ACTUALITéS INFORMATIQUES

L'Ile Maurice: Nouvelles technologies - Hinduja s'installe

Officiellement lancée hier, la douzième filiale internationale du géant du BPO indien, a élu domicile à la cybertour. L'occasion pour le Premier ministre Navin Ramgoolam de dégager les axes de sa politique en matière de technologies de l'information et de la communication.

Vasu Srinivasan, de l'état- major de Hinduja, s'est déplacé pour l'inauguration.

Namasté, vous êtes chez Hinduja TMT, géant indien en pleine croissance du secteur de l'externalisation. Car pour franchir le seuil de cette grosse pointure des Technologies de l'information et de la communication (tic), il suffira de pousser la porte d'entrée de la société au troisième étage de la cybertour d'Ebène. La filiale mauricienne a en effet officiellement été lancée hier, portant ainsi à 12 le nombre d'implantations du groupe indien sur le plan international.

Et ce n'est qu'un début, à en croire le coprésident de la compagnie, Ramkrishan Hinduja, qui était accompagné de plusieurs membres de son état-major venu à Maurice pour l'inauguration.

Filiale du groupe Hinduja, une des plus importantes corporations de l'Inde, avec des activités dans plus de 20 pays et employant 25 000, Hinduja TMT est dans le top six des compagnies du domaine technologique à plus forte croissance sur le sous-continent indien. L'année dernière, Hinduja TMT employait encore 1 700 personnes alors que le chiffre est déjà passé à 5 000 cette année. Un tel palmarès mérite une attention particulière.

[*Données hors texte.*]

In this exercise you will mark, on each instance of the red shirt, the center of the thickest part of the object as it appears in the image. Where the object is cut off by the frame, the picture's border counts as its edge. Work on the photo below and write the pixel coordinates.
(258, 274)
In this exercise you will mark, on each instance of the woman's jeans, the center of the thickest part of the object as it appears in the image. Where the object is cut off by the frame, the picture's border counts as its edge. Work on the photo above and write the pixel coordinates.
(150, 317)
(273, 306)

Le Premier ministre Navin Ramgoolam, ainsi que plusieurs ministres, étaient logiquement présents à l'événement, que n'a pas manqué le gotha local du secteur informatique.

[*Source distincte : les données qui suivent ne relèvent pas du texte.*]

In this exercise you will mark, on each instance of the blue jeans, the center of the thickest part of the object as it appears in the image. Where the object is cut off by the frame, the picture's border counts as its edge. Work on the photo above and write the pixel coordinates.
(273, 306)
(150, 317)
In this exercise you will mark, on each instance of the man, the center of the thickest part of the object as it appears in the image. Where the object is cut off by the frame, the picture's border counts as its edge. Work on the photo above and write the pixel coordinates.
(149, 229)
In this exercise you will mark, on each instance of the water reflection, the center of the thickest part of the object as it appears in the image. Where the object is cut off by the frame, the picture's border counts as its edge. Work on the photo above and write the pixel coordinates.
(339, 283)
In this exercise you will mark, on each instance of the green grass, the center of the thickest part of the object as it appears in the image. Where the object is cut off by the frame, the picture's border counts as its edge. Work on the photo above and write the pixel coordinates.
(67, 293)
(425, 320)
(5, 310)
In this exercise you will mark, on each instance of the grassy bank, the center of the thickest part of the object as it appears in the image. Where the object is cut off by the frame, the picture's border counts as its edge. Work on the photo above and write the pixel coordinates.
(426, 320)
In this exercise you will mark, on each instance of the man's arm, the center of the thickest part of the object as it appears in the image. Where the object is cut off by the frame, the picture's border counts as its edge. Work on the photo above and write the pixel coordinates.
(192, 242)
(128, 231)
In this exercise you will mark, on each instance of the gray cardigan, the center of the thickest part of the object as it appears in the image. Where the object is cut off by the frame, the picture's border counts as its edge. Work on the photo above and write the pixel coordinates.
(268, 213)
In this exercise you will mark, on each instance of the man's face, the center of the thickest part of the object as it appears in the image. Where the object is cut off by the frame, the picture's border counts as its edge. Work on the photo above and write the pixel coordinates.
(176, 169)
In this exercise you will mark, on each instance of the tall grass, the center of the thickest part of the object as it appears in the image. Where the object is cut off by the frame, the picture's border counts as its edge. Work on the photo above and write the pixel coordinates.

Face à un tel parterre de professionnels, le chef du gouvernement a profité de l'occasion pour aborder sa vision du secteur des Tic pour le pays.

Et dans le domaine, Maurice a une faim de lion. Elle veut passer pour une destination phare dans le monde du Business Process Outsourcing (BPO) à moyen terme. «Les Tics vont être au centre de notre politique nationale et vde l'investissement», affirme-t-il. Au précédent gouvernement, il reproche de «n'avoir pas pu établir de clear policy roadmap » pour le secteur.

Aussi, « il y a du rattrapage à faire », pour s'assurer que Maurice puisse être perçu comme «un pays sérieux qui est impatient d'intégrer le monde du numérique».

Pour se faire, « toute l'attention voulue sera accordée au développement des ressources humaines et des aptitudes des jeunes dans le secteur », précise le chef du gouvernement. Il appelle également le secteur privé à s'adapter à ce changement et à faire sa part des choses pour atteindre les objectifs fixés par le gouvernement.

L'Inde est un vivier de compagnies qui pourraient poser leurs valises à Maurice, à l'instar des Hinduja TMT ou encore Infosys, également présente à Ebène. Pour sa prochaine visite officielle en Inde, Navin Ramgoolam se propose « d'inviter davantage de compagnies informatiques indiennes pour étendre leurs activités à Maurice et capturer ainsi une plus grande part des marchés régionaux et français ». Rien qu'à travers les pays membres de la SADC, Maurice peut atteindre 200 millions de personnes.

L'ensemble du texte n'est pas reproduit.